Drei Fußballspiele waren es, die Antwerpen seinen Job bei den Roten Teufeln kosteten. Dem Mann, der die Mannschaft in der Vorsaison vor dem Abstieg gerettet hatte. Dem Mann, der das Team in der laufenden Runde nach schwachem Start zu der Spitzenmannschaft formte, die kurz vor Saisonende nach dem Derbysieg gegen Saarbrücken trotz einer Halbzeit in Unterzahl einen direkten Aufstiegsrang bekleidete.

Die Chance auf den Aufstieg hätte der FCK mit Antwerpen trotz dreier verlorener Spiele noch immer gehabt. Doch sich in der Relegation gegen Dynamo Dresden durchzusetzen, traute Thomas Hengen, Kaiserslauterns Geschäftsführer Sport, dem Fußballlehrer offenbar nicht mehr zu. Diese Sicht ist sein gutes Recht. Sollte Hengen emotionslos das Für und Wider abgewogen haben und zu dem Schluss gekommen sein, dass die Chance auf den Aufstieg unter dem neuen Trainer Dirk Schuster größer ist – war sofortiges Handeln womöglich sogar seine Pflicht. Dem Schock vieler Fans in den sozialen Medien, dem Spott der Konkurrenz über den erratischen Chaosklub Kaiserslautern und der gekünstelt-empörten Kritik an der „Hire-and-Fire-Mentalität“ des Profifußballs zum Trotz.

Doch Hengen muss auch wissen, dass er im Falle des Misserfolgs in vorderster Schusslinie stehen wird. Dass der Aufstieg unter Antwerpen gelungen wäre, wird dieser nicht beweisen können. Das muss er auch nicht. Es reicht der Gedanke, dass es so hätte sein können. Der neue Trainer Dirk Schuster wäre nicht verbrannt, würde aber mit dem Makel des verpassten Aufstiegs in die neue Saison starten.
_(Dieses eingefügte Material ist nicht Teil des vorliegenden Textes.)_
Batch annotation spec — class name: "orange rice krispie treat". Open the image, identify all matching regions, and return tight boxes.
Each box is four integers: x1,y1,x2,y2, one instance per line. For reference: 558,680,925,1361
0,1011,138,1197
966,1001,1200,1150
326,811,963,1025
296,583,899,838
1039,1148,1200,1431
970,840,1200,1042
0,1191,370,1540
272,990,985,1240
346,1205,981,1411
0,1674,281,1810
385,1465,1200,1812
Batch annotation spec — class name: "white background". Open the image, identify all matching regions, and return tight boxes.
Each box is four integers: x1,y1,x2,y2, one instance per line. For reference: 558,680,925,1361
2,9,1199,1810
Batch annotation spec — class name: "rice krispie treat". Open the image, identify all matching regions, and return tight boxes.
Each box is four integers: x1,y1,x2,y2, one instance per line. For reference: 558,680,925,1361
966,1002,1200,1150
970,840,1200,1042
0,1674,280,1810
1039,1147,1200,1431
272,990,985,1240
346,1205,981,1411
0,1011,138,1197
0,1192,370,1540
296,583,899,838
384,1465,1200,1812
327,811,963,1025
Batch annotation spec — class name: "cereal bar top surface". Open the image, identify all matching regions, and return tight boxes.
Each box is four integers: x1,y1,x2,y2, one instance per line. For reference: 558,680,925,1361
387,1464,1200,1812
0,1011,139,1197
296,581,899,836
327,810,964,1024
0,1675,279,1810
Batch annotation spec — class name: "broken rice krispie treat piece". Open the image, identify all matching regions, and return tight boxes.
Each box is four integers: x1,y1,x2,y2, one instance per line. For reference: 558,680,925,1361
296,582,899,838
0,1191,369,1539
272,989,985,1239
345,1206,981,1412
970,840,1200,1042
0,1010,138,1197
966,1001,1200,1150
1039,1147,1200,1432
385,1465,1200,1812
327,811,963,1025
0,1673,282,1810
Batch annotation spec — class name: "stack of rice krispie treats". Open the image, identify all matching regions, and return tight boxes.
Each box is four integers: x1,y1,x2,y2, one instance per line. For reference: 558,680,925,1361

Aber vielleicht kommt ja alles ganz anders und der 1. FC Kaiserslautern steigt mit wehenden Fahnen in die 2. Fußball-Bundesliga auf. Doch selbst wenn dies gelingt, sollten die Entscheidungsträger des Vereins einen Blick auf die Anhänger der Roten Teufel werfen, die in guten und schlechten Zeiten auf den Betzenberg pilgern. Von denen können sie vielleicht noch etwas lernen. Etwa, dass Vertrauen mehr ist als nur ein Wort in roten Buchstaben auf einem grauen Banner. Und vermutlich länger währen sollte als drei mal 90 Minuten. Plus Nachspielzeit.